Hopefully this Austin v. McMahon stuff goes somewhere.

Intercontinental title:  Owen Hart v. Hawk

Hawk’s pre-match promo compares Owen to a “loogie stuck in the back of your throat” and promises to expel it.  Poor Owen just gets compared to all the worst bodily functions.  First he’s a loogie and then a nugget.  Hawk immediately gets a press slam and neckbreaker for two as Lawler notes that this is Hawk’s first chance at a major singles title.  Except for all the dozens of World title matches he had with Ric Flair, I guess.  Owen comes back with a backbreaker while the Godwinns join us at ringside to set up THAT feud, and Owen gets a gut wrench suplex for two.  Lawler also gives us a geography lesson:  Oklahoma is not the south, it’s “like some kind of Bizarroworld out there.”  Like Toronto?  PIG hits Hawk with the bucket and Owen gets two, but now Animal comes out for the brawl.  This brings Uncle Cletus in to take the ref while Hawk hits the flying clothesline, but this time HOG hits Hawk with a horseshoe and Owen pins him at 3:22 to retain.  Really bad.  DUD

Meanwhile, Vince McMahon interviews Melanie Pillman, who looks like a complete wreck and absolutely should not have been on camera.  Vince presses her for details on Pillman’s death, and she says that it was some kind of heart attack.  But it was caused by painkiller abuse and she wants the whole thing to be a wake-up call for others in the business.  Well, that sure wasn’t the case.  Vince:  “What are you as a single parent going to do to support five children now?”  CHRIST, man.  Her husband just DIED!

So after THAT awful bit of business, we get a very nice video tribute to Brian, narrated by Jim Ross.

The Hardy Boyz are in the ring for a match, but Kane makes his RAW debut and chokeslams those two geeks and then tosses Jeff out of the ring onto his brother.  23 years later, all three guys are still around.  Anyway, Paul Bearer cuts the big promo on Undertaker, calling Kane “the stop sign on your highway to immortality”.  Thank god they just did the promo instead of the original Vince Russo idea of having a casket match between them on this show.

Bret Hart v.
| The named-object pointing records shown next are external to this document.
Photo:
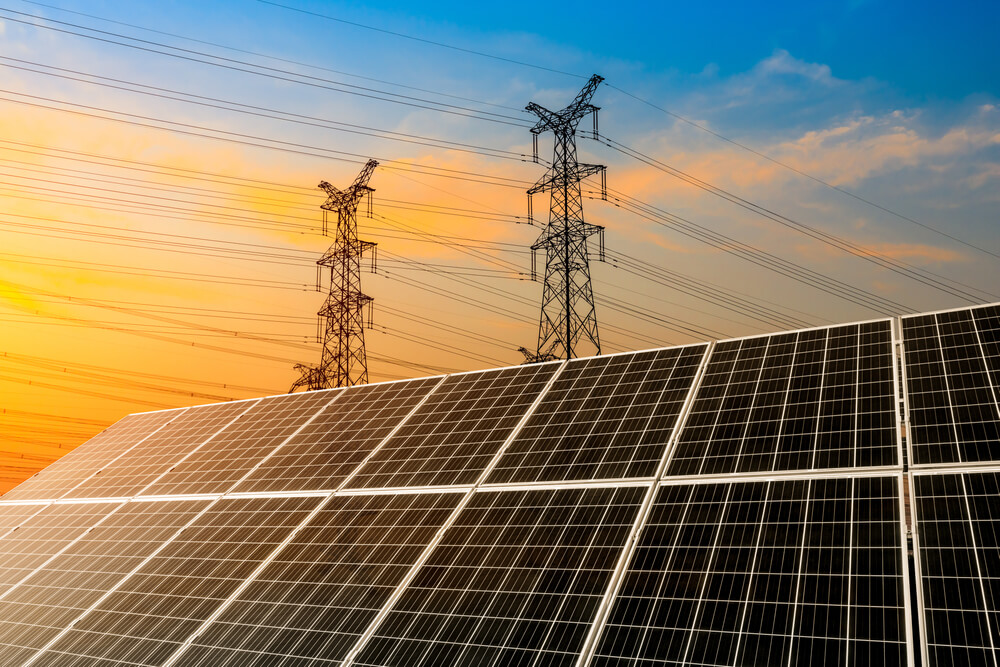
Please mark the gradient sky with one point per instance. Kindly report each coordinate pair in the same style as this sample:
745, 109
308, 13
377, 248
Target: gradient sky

Hunter Hearst Helmsley

Jerry Lawler goes on this whole rant against Vince, telling him that he can’t ignore “the WCW” because they exist and need to be discussed.  Shit, now we’ve had 20 years where they won’t shut up about them.  Bret chases Hunter to the corner and pulls him out by the feet, but HHH goes to the eyes and slugs away.  Meanwhile, on commentary, Vince tells the story about how Bret’s whole deal is advocating family values.  Bret with a DDT for two, but this brings out Shawn (gently telling the crowd to “suck it” on the way to the ring) and he picks his nose with the Canadian flag in a bit that got people in some hot water.  We take a break with the Hart Foundation coming out to provide backup, and return with HHH USING THE KNEE to take control.  Suplex gets two.  Hunter with an atomic drop and patented Nash hair flip for good measure, and he follows with the sleeper.  Bret escapes with a backdrop suplex and even Vince is using that stupid “Triple H” name now.  Stop trying to make Triple H a thing, it’s never gonna be a thing.  Hunter gets his own DDT for two and someone throws what looks like a paper airplane into the ring.  “This match is heating up!” notes Vince.  I would argue against that point strenuously.  Bret with the Sharpshooter, but Hunter makes the ropes with the help of Chyna, who then goes to beat on him and then tips him off that Shawn is ready for his superkick.  And indeed, Shawn superkicks him and Bret is counted out at 10:49.  Pretty dull stuff.  **

I don’t even know WHERE to start with summing up this show, so I’m just gonna sign off and let the comment section provide my Sunday morning entertainment.